Speaker spotlight: Mathew Patterson (Campaign Monitor)

Want to know more about the experts who’ll be speaking at FOWD?

Follow our series of interviews with these leading lights in the design community.
First up, Mathew Patterson, Community Manager at Freshview, the team behind Campaign Monitor.


Q. You’re coming all the way over from Australia for this conference – so thank you! What makes Campaign Monitor the expert on email newsletters?

A. Thanks for inviting me! Most of our customers are based in the States, so this is a great opportunity to come and speak to some of them, as well as meet some new people.
The web is full of really great email marketing and communications advice (and a lot of really bad advice!), but with Campaign Monitor we try to focus quite specifically on the design side of HTML email – making the experience of creating and sending emails a lot less frustrating, and letting designers get on with what they are paid for, the creative work.

We have customers in countries all over the world, from freelancers all the way up to companies like Ebay and Nike, and even including fellow speakers Threadless. Their lists are of wildly different sizes, but they can all see the value in a service that just gets out of your way and lets you create your own designs, send them, and follow up with great reporting. We spend a lot of time researching issues of CSS support in email clients as well as things like image blocking, and we’ve done a lot of the hard work up front in finding out what works and what doesn’t.

If you’re a web designer needing to know how to do HTML email, then you’ll find that Campaign Monitor is the best resource out there.

Q. Tales of the impending death of email have been around for some time now, but it’s still a hugely valuable and popular marketing and communications tool. However, there’s a lot of confusion about how effective these can be in the face of filtering and blocking and so on. Why do you think email marketing is still important?

A. Communicating with your customers by email consistently ranks as one of the most effective methods of growing businesses. Everybody’s favourite guru Jakob Nielsen has stated that having an email newsletter is “is probably the single-highest ROI action you can take to improve your Internet presence”. As web designers we tend to be ahead of the ‘non-geek’ world, and think everyone should be using RSS and surfing the web all day, but the fact is that the huge majority of people are not out subscribing to feeds, but they are reading their email.

Relevant, valuable information sent by email is an excellent way to build relationships with your customers or clients, and it can be targeted much more specifically to the things individuals are interested in. We send out millions of emails every day for tens of thousands of customers, and we hear from those customers about the great results they are getting, so we know it works.

Q. Is there an art to designing the perfect email newsletter – a tried and tested format that works?

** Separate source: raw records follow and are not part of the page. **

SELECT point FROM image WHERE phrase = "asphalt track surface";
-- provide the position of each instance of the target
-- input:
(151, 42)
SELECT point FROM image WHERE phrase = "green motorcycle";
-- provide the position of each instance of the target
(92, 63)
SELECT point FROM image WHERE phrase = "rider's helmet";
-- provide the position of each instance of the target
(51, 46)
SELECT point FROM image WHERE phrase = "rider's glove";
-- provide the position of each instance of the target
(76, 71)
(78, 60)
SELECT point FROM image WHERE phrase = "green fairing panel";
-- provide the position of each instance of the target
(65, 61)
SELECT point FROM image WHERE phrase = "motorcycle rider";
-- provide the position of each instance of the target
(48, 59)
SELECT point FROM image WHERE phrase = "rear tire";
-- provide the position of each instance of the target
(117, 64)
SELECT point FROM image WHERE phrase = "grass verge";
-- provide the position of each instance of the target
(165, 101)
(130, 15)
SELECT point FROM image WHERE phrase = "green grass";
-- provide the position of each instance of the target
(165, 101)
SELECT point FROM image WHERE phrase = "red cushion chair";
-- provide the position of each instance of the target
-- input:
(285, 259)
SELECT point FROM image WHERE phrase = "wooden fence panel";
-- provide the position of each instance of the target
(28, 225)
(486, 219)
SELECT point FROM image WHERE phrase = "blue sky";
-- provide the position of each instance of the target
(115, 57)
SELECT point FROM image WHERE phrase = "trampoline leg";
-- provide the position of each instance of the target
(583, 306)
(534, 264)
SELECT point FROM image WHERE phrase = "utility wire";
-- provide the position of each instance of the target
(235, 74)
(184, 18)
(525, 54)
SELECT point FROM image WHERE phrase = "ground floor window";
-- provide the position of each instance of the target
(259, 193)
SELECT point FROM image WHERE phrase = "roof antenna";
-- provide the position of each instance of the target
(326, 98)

A. If only it was that easy! Certainly from a technical perspective there are some things we know work in most cases, and there are some general email design principles like making it clear who is sending the email and how to unsubscribe that apply in every case. However, just like in general web design, the right approach is dependent on the audience you are trying to reach. One company’s perfect newsletter format would probably not work as well for the company next door.

There is an art to designing email newsletters, and the key is understanding the nature of email. It’s a much more personal medium than a webpage – it comes right to you, and that means it can be very effective, but also very intrusive. If you can be respectful of that, then you have an opportunity to talk quite directly with your customers and prospects. Our gallery is full of different approaches to this, there’s no one perfect design. Know your audience, just like in web design.

Q. What kind of topics will you be tackling in your session, and what do you hope people take away?

A. At the Future of Web Design I will be talking about the current state of HTML email, particularly as opposed to the state of web design in general. We know that parts of the web design community see HTML email as the red headed step-kid of the web, but I hope that I can help people to see that HTML email is not going away, and that there is a big role for web designers to play in making email a better experience for everyone.